Early this morning as I was beginning to wake up, for some reason it occurred to me that I had given a lot of time the evening before, time that would have been better spent on just about anything else, trolling Twitter, Facebook, and some blogs for news to get righteously outraged about. I wondered why, and resolved to do better.
Michael B Dougherty described the experience this way: “Do you lie awake in bed more often these days, unable to sleep, scrolling through Facebook or Twitter on your phone, trying to ignore signs of stress? Perhaps a faint taste of acid in your mouth? . . . Does it make you want to spend more money, or write yourself more reminders to do “self-care?” Maybe you suspect that if anyone else cares about your self it is only to notice that deep down you’re just as much of a hateful loser as they are?”
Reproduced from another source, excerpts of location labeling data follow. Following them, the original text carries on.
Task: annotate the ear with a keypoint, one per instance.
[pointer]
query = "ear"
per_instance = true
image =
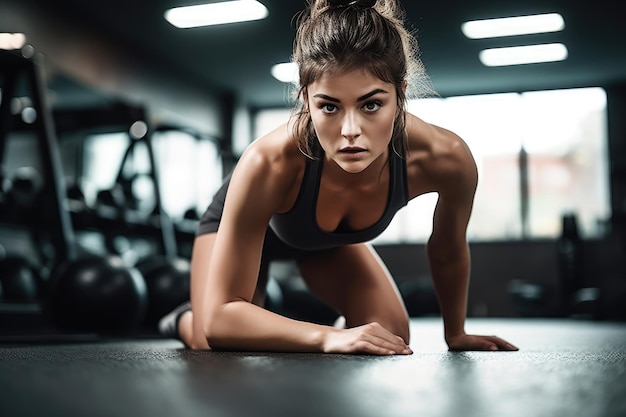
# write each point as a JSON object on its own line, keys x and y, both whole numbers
{"x": 305, "y": 95}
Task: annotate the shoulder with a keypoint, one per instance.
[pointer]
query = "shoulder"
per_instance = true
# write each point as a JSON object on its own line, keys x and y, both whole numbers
{"x": 438, "y": 159}
{"x": 270, "y": 167}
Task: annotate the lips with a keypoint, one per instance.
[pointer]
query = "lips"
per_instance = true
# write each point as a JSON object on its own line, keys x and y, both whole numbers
{"x": 351, "y": 149}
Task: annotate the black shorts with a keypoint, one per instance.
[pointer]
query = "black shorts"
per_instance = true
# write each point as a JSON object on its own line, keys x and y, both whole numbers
{"x": 273, "y": 247}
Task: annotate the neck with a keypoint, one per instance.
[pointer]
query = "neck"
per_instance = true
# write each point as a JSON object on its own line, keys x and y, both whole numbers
{"x": 374, "y": 174}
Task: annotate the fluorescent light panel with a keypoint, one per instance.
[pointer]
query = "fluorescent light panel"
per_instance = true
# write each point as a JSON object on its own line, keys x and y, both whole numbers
{"x": 10, "y": 41}
{"x": 216, "y": 13}
{"x": 513, "y": 26}
{"x": 528, "y": 54}
{"x": 286, "y": 72}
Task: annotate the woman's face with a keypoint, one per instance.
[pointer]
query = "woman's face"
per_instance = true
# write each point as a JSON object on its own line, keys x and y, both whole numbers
{"x": 353, "y": 115}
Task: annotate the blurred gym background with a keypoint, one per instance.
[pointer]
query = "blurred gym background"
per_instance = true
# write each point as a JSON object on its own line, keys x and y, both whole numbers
{"x": 116, "y": 127}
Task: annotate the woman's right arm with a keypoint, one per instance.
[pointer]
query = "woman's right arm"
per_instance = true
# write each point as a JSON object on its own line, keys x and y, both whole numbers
{"x": 229, "y": 319}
It’s a useful essay, somewhat of a mea culpa, and I think a sincere one, about his contribution to the problem, since, as he confesses in the title, “I write on the internet.” He diagnoses the problem pretty well, and gives a spot on anecdote from his own experience, that is so spot on to my own experience I cringed as I read it.
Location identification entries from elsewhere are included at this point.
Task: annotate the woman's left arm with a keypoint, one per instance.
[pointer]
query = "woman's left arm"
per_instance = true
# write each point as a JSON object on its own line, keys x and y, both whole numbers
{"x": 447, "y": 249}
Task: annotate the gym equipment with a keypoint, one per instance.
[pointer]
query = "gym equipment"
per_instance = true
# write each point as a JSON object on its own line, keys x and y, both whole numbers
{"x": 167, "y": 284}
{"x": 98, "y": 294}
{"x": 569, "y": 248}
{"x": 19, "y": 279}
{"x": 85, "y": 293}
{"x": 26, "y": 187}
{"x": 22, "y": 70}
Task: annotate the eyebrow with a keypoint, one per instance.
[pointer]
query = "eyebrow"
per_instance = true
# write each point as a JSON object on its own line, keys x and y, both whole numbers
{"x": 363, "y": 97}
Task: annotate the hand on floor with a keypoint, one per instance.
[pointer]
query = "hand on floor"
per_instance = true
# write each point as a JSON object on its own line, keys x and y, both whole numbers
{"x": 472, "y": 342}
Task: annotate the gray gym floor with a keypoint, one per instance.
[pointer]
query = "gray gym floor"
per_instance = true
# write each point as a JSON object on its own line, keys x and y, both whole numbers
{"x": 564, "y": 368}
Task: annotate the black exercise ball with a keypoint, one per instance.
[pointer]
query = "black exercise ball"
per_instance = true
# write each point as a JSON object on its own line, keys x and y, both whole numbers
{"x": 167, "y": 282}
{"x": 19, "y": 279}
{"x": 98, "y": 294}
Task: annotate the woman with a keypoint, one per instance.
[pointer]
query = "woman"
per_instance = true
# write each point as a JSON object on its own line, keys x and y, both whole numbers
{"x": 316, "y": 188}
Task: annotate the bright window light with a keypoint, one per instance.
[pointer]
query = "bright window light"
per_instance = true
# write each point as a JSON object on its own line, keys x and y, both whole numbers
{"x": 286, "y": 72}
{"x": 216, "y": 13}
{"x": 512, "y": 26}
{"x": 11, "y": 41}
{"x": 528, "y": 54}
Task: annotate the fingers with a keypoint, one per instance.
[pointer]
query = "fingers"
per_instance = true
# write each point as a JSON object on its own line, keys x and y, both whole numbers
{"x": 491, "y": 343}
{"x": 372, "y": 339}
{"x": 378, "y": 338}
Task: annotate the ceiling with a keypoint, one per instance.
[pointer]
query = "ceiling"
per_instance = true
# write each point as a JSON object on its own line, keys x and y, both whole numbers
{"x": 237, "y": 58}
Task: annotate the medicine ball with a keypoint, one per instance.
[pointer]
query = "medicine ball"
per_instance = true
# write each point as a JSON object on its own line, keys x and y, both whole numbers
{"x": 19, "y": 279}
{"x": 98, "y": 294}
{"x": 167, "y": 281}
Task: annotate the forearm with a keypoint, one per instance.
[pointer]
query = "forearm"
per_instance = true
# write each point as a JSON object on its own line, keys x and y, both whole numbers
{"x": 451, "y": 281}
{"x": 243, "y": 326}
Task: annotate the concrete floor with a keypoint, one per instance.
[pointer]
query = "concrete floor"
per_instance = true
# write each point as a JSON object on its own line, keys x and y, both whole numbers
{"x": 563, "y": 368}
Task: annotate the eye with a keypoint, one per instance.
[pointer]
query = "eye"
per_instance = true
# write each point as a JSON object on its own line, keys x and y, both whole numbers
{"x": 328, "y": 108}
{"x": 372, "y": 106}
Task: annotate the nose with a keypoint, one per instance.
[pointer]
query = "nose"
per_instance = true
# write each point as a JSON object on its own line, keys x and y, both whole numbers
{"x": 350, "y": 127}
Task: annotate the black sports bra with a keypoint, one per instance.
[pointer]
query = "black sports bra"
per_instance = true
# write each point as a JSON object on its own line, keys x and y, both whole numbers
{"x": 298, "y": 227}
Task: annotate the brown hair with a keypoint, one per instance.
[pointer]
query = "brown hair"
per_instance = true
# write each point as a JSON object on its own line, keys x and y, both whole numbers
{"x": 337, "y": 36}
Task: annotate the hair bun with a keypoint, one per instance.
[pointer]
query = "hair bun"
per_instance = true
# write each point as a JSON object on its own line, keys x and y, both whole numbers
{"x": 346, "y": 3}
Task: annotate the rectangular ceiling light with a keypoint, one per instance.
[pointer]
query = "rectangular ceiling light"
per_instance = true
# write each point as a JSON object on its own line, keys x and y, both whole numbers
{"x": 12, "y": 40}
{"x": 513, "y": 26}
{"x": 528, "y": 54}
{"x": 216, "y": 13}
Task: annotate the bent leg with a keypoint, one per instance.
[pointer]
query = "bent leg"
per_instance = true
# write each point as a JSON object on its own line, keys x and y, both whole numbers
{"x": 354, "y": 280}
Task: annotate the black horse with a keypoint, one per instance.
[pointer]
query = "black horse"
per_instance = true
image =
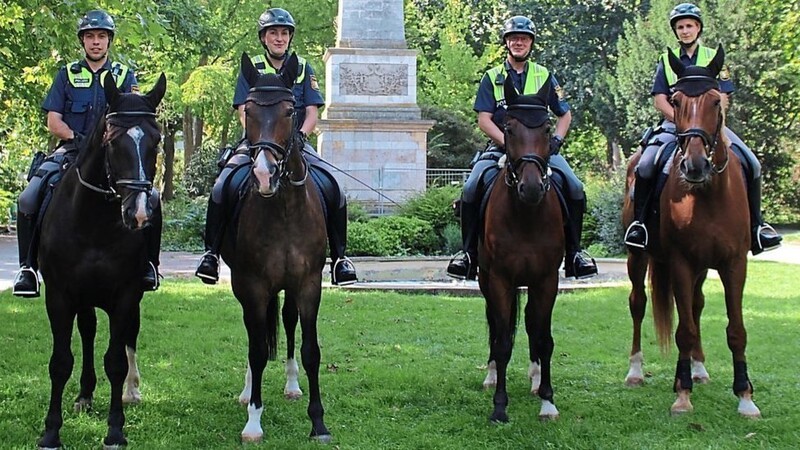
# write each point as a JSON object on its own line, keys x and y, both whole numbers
{"x": 278, "y": 245}
{"x": 92, "y": 250}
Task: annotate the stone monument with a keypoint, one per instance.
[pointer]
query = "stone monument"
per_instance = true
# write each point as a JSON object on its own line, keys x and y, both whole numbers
{"x": 371, "y": 127}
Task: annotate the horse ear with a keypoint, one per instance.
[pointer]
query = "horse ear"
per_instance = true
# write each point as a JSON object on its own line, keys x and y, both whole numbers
{"x": 509, "y": 91}
{"x": 249, "y": 71}
{"x": 717, "y": 62}
{"x": 675, "y": 63}
{"x": 157, "y": 93}
{"x": 110, "y": 88}
{"x": 544, "y": 91}
{"x": 290, "y": 70}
The internet doesn’t coddle you in a comforting information bubble. It imprisons you in an information cell and closes the walls in on you by a few microns every day. . . .
An example: I’m worried about the culture on college campuses. Maybe you’re not, but I am. The rash of near-riots against right-wing speakers was troubling enough. But the internet wasn’t satisfied with the level of anxiety that might inspire in me and it quickly delivered to me dozens of stories about an obscure opinion piece written by an obscure group of college students from a college that had been, until that day, rather obscure to me. These people I’d never heard of wrote an editorial which argues that the concept of “objective truth” is propaganda for white supremacy. . . .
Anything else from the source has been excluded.